Page last updated at 15:45 GMT, Thursday, 6 August 2009 16:45 UK

Iraqi boy's tumour removed in UK

Saif Basim
Surgeons believed Saif had only months to live

A large potentially fatal tumour has been removed from the face of an Iraqi boy at a London hospital.

Three-year-old Saif Basim, from Baghdad, had the tumour since he was six months old. As it grew larger it made breathing and moving difficult.

He was taken to St George's Hospital in Tooting, south-west London, for surgery which successfully removed it.

Surgeon Graham Smith said: "I'm pleased with how it went. Now Saif is looking forward to going home on Saturday."

Maxillofacial surgeon Mr Smith met Saif in Baghdad during a teaching trip in April.

"Saif's tumour was squashing his windpipe and had destroyed part of his jaw and cheekbone, preventing him from opening and closing his mouth," Mr Smith said.

"It urgently needed to be removed - if we had left it Saif would have only lived a few more months.
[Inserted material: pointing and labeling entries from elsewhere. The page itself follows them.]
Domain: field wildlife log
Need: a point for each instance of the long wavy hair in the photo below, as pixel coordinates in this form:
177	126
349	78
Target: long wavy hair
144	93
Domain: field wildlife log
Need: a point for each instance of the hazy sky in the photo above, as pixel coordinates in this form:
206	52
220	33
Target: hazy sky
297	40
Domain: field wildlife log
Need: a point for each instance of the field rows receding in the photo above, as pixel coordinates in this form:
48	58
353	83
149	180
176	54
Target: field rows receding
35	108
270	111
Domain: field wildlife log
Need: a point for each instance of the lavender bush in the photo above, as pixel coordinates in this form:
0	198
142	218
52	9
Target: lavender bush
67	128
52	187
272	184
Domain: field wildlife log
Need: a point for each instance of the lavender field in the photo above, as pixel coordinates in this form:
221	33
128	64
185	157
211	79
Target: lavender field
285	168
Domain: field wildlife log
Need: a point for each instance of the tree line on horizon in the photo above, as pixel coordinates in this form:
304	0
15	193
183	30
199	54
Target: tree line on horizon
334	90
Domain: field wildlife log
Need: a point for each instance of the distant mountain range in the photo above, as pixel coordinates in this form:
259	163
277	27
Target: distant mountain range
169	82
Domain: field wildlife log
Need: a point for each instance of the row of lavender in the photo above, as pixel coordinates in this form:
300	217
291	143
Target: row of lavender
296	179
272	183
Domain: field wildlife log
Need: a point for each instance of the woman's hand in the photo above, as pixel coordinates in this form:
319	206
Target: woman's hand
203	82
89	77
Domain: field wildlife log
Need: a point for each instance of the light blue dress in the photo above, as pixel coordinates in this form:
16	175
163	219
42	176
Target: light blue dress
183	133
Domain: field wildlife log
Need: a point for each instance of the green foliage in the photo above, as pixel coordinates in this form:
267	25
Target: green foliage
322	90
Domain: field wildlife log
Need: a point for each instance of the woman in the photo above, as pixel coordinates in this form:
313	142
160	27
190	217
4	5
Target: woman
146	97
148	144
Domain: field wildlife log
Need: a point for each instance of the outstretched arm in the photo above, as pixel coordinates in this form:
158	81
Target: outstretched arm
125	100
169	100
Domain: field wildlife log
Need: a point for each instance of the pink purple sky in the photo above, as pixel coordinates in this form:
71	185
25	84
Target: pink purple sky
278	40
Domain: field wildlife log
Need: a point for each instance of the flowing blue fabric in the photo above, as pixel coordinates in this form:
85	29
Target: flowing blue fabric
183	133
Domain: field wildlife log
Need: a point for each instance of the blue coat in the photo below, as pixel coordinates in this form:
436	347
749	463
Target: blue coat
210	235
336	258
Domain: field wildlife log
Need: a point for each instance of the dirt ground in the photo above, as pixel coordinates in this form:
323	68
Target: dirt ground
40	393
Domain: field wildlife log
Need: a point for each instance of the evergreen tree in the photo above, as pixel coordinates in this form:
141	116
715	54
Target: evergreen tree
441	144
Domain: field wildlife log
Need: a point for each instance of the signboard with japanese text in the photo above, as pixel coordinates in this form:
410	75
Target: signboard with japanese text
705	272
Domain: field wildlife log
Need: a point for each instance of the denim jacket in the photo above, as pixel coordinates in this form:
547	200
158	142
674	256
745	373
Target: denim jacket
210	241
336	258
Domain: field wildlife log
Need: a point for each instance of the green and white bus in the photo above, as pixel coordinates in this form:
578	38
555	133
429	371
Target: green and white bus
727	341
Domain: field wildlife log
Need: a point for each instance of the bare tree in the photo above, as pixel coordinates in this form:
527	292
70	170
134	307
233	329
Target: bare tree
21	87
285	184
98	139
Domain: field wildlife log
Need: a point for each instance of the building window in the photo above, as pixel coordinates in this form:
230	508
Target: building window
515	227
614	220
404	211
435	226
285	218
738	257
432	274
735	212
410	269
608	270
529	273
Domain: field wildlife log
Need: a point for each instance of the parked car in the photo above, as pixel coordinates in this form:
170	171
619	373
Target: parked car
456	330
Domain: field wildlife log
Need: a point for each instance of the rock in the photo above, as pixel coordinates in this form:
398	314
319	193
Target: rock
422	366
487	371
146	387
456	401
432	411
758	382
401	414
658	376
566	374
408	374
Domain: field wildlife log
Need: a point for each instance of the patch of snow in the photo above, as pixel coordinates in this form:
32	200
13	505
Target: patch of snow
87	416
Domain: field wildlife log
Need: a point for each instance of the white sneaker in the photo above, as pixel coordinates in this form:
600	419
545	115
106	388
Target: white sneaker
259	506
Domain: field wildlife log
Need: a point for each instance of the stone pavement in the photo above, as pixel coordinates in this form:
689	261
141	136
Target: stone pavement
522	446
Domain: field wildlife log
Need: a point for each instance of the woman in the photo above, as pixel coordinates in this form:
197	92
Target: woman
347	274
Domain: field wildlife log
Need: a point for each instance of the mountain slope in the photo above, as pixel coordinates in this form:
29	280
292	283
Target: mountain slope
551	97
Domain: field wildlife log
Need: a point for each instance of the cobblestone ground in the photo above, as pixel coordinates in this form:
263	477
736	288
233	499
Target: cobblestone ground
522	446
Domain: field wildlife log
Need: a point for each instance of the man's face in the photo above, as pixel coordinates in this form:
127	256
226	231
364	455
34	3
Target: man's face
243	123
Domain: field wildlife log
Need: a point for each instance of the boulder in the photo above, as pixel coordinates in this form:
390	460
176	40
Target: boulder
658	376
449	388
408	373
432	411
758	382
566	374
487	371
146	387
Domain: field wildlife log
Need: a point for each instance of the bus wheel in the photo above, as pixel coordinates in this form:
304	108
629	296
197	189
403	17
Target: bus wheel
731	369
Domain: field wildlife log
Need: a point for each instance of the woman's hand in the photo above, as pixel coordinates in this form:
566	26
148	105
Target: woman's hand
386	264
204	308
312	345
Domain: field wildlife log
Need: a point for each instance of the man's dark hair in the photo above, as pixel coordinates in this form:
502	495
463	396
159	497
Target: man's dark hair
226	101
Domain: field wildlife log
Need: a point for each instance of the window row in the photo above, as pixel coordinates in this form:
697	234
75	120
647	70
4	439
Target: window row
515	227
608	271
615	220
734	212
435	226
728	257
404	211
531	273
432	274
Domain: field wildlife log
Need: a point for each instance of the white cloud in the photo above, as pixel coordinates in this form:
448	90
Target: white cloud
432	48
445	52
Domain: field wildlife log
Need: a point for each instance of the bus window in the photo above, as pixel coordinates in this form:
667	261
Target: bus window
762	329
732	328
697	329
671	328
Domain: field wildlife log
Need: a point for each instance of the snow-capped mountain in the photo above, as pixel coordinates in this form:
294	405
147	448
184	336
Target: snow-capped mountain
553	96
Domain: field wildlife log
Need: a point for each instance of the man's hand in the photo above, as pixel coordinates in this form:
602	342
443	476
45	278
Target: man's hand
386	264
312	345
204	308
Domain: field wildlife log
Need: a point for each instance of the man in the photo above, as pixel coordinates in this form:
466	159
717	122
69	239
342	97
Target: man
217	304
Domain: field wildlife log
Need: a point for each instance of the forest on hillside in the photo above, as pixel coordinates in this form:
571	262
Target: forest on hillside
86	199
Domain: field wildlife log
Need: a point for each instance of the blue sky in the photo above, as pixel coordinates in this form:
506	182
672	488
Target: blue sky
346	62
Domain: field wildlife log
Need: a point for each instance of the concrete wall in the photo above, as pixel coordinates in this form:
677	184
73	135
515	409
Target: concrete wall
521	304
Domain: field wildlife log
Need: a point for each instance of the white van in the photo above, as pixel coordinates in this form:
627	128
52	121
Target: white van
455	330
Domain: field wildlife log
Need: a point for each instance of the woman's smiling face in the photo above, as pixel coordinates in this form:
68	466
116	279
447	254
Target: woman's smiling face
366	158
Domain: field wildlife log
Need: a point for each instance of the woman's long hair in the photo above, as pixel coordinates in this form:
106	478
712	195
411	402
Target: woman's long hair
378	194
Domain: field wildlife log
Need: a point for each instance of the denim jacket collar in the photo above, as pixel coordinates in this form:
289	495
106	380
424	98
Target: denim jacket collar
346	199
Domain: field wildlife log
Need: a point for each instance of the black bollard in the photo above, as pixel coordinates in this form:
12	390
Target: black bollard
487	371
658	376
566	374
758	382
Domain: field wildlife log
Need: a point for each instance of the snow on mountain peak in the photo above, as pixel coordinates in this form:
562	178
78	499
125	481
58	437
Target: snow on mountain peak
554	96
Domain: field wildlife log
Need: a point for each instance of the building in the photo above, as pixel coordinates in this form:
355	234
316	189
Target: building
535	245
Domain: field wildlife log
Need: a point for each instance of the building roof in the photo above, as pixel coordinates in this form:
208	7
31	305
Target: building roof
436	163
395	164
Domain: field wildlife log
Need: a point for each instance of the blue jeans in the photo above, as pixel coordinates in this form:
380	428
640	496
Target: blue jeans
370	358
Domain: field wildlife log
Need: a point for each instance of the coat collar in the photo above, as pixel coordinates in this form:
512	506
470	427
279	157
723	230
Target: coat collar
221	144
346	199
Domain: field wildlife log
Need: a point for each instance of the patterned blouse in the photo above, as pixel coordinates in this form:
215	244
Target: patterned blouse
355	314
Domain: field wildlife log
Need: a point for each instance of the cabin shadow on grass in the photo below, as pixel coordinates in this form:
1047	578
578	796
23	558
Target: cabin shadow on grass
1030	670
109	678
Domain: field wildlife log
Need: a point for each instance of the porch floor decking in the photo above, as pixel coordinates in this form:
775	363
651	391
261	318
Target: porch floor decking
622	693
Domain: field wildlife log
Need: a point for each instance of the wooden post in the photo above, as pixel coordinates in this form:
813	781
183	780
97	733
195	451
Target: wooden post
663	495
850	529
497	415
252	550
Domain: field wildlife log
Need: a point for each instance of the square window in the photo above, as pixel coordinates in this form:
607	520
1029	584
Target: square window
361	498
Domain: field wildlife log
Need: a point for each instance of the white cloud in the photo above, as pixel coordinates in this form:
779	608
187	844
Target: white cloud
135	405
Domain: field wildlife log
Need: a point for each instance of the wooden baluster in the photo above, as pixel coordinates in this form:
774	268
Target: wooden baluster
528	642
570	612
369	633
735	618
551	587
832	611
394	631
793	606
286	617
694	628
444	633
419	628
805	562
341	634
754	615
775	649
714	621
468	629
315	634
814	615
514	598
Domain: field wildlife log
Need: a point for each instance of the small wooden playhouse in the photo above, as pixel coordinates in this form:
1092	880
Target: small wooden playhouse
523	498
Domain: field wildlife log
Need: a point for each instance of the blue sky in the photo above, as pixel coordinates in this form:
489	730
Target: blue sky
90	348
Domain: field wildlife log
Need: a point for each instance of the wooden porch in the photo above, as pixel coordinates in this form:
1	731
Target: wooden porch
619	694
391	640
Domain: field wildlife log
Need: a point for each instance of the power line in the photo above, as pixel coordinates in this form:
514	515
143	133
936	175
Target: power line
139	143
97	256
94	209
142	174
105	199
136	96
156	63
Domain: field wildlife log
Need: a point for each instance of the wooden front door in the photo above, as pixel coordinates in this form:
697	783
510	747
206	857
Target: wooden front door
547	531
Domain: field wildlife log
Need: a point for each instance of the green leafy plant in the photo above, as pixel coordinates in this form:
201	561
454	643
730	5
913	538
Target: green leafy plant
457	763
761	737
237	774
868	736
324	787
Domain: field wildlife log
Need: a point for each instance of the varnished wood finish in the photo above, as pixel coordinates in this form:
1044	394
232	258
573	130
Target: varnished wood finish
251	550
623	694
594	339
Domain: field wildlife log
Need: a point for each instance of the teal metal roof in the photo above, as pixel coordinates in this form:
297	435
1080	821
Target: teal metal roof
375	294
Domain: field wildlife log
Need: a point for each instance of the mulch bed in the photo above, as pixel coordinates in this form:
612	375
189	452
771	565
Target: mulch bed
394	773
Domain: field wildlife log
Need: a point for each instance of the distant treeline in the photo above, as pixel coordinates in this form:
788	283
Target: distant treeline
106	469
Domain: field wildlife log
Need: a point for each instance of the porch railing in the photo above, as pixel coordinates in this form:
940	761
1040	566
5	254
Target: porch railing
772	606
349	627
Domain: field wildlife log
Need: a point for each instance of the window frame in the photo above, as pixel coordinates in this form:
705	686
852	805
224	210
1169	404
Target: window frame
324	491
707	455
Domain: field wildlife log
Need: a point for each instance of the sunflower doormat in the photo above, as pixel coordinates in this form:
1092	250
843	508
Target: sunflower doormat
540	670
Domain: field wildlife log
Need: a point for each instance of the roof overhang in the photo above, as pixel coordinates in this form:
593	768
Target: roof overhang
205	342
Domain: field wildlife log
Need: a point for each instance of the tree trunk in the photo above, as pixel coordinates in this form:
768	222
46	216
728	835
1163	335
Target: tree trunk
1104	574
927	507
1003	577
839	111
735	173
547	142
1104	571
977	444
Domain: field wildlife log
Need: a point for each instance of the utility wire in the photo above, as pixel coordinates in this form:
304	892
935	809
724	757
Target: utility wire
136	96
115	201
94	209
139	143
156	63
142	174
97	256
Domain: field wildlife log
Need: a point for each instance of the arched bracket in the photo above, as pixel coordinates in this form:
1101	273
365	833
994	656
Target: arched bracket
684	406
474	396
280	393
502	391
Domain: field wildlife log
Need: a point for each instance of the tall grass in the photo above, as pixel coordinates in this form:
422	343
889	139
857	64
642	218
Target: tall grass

"But the surgery was high risk and the facilities in Baghdad would have made it difficult to deal with any possible complications, so we brought him to London."

Reconstructed face

Last month Mr Smith and fellow surgeon Nick Hyde removed the tumour, which weighed 750g.

They also reconstructed Saif's face using one of his ribs and a pectoral muscle.

Saif subsequently suffered a chest infection but he recovered and is due to return to Baghad on Saturday.

The surgeons now need to raise £30,000 to cover the cost of the surgery, via the British Association of Oral and Maxillofacial Surgeons.